Recently, we have identified of a novel mechanism of translational regulation of the X-linked inhibitor of apoptosis, XIAP, expression via internal initiation. Our studies demonstrate that the presence of the IRES (Internal Ribosome Entry Site) element in the XIAP mRNA allows the XIAP protein to be selectively translated following the repression of cap-dependent translation of the majority of cellular transcripts. The IRES regulation of XIAP translation points to an important mechanism in the control and regulation of apoptosis. This is the first example of an anti-apoptotic gene being controlled at the translational level and this may provide much needed survival activity to the cell under stressful situations. This mechanism may also be exploited by cancer cells to escape stressful situations, such as hypoxia or therapy-induced damage, which would otherwise induce apoptosis.

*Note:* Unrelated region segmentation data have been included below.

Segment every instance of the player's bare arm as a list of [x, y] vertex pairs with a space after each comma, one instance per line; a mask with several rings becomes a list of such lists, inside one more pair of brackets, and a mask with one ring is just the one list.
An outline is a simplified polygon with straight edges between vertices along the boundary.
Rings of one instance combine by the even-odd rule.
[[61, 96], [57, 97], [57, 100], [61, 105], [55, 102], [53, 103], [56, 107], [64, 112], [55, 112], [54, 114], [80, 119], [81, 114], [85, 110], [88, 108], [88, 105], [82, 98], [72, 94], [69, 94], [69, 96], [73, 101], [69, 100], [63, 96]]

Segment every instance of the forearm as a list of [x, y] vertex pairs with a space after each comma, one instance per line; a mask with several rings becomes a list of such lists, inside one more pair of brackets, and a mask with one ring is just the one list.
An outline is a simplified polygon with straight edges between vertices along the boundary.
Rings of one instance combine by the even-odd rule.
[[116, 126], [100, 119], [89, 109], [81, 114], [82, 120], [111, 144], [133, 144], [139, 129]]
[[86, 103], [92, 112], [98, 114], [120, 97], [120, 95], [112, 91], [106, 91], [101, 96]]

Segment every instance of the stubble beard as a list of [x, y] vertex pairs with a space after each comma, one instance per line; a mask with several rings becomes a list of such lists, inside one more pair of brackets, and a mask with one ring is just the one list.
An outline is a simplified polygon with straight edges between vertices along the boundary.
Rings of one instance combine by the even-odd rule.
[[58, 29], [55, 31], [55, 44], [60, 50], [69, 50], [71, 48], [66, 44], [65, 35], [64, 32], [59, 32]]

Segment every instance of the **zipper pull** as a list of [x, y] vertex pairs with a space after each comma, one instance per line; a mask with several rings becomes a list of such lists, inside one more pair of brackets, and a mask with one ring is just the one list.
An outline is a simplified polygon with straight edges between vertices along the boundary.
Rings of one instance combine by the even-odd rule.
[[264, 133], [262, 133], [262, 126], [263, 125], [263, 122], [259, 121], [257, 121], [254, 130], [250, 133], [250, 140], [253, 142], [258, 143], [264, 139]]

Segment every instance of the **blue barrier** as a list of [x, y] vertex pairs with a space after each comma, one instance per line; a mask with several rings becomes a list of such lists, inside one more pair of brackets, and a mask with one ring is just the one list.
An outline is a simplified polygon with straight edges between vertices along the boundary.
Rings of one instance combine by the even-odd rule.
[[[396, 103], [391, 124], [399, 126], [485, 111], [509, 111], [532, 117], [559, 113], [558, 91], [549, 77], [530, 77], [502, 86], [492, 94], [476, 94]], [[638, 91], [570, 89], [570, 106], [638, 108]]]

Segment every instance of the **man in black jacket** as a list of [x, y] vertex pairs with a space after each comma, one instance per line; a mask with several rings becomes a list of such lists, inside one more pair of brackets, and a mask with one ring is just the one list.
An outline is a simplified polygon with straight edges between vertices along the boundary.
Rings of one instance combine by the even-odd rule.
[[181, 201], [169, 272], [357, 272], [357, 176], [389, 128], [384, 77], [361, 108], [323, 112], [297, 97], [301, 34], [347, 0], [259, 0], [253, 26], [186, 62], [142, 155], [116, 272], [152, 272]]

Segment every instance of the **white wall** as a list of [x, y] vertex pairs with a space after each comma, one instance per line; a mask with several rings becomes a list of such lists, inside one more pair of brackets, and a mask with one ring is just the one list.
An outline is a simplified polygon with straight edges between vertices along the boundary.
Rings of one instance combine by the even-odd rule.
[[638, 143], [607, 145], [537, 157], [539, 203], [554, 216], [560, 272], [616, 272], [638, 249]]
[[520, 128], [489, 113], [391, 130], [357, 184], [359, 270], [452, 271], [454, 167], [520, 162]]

Specific research goals of my laboratory are:

(i)                  identification of the trans-acting cellular factors that bind to the XIAP IRES and modulate its activity,

(ii)                analysis of the RNA-protein interactions within the IRES element;

(iii)               analysis of various apoptotic stimuli and stress situations such as hypoxia, chemotherapeutic drugs and g-irradiation on the expression of XIAP, and other IRES-containing mRNAs;

(iv)              identification of physiological and pharmacological stimuli which modulate IRES-mediated translation.

Recent Publications: 

Nevins, T., Harder, Z.M., Korneluk, R.G. and Holcik, M. (2003) Distinct regulation of IRES-mediated translation following cellular stress is mediated by apoptotic fragments of eIF4G translation initiation factor family members eIF4GI and p97/DAP5/NAT1. Journal of Biological Chemistry, in press.

Holcik, M., Gordon, B.W. and Korneluk, R.G. (2003) The IRES-mediated translation of anti-apoptotic protein XIAP is modulated by the heterogeneous nuclear ribonucleoproteins C (hnRNPC1/C2). Mol Cell Biol, 23, in press.

Holcik, M. (2002) The IAP proteins. Trends Genet, 18, 537-538.

Holcik, M. and Korneluk, R.G. (2001) XIAP, the guardian angel. Nat Rev Mol Cell Biol, 2, 550-556.

Holcik, M. and Korneluk, R.G. (2000) Functional Characterization of the X-Linked Inhibitor of Apoptosis (XIAP) Internal Ribosome Entry Site Element: Role of La Autoantigen in XIAP Translation. Mol Cell Biol, 20, 4648-4657.

Holcik, M., Sonenberg, N. and Korneluk, R.G. (2000) Internal ribosome initiation of translation and the control of cell death. Trends in Genetics, 16, 469-473.

Holcik, M., Yeh, C., Korneluk, R.G. and Chow, T. (2000) Translational upregulation of X-linked inhibitor of apoptosis (XIAP) increases resistance to radiation induced cell death. Oncogene, 19, 4174-4177.

Holcik, M., Lefebvre, C.A., Yeh, C., Chow, T. and Korneluk, R.G. (1999) A new internal-ribosome-entry-site motif potentiates XIAP-mediated cytoprotection. Nature Cell Biology, 1, 190-192.